Make a big batch of baked tofu and use it in salads and sandwiches all week long. Make sure to save the marinade to use as a dressing.
Avocado would be an amazing addition to this, just stick to no more than ¼ of a small one to keep calories down and add it fresh before eating, the rest of the bowl can be assembled and packed up ahead of time.
Baked Tofu Lunch Bowl
Yield 4 servings
12 ounces extra firm tofu
¼ cup soy sauce
2 tablespoons rice vinegar
1 tablespoons honey
1 clove minced garlic
1 teaspoon minced ginger (frozen cube works well)

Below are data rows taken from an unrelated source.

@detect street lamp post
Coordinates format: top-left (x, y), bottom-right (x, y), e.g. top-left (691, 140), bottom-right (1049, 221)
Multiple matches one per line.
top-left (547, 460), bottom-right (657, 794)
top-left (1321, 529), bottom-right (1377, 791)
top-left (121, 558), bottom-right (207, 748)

Pinch red pepper flakes (optional)
1 teaspoon sesame oil
3 cups cooked brown short grain rice (from 1 cup raw)
2 generous cups choice of shredded carrot, sliced cucumbers, sliced green onions, or chopped broccoli
Garnish: sesame seeds, shredded seaweed
- Cut tofu into small cubes (or slabs if you wish to use in sandwiches). Marinate in the soy sauce, vinegar, honey, garlic, ginger and red pepper flakes (if using) for at least 10 minutes or overnight.
- In a medium saute pan, heat 1 teaspoon sesame oil. Drain off excess marinade from tofu and reserve. Add tofu to hot pan, stirring often so it doesn’t burn. When browned about 10 minutes remove from heat, and serve over salad or rice bowl or store until ready to eat.
- For rice bowl, scoop ¾ cup rice into each bowl. Top each with a generous ½ cup veggies and ½ cup tofu. Drizzle with extra tofu marinade and serve.
Nutrition info without garnishes
Amount Per Serving
% Daily Value
Total Fat 6 g
Saturated Fat 1 g
Sodium 920 mg
Total Carbohydrates 45 g
Dietary Fiber 5 g
Sugars 9 g
Protein 11 g
* Percent Daily Values are based on a 2,000 calorie diet. Your daily values may be higher or lower depending on your calorie needs.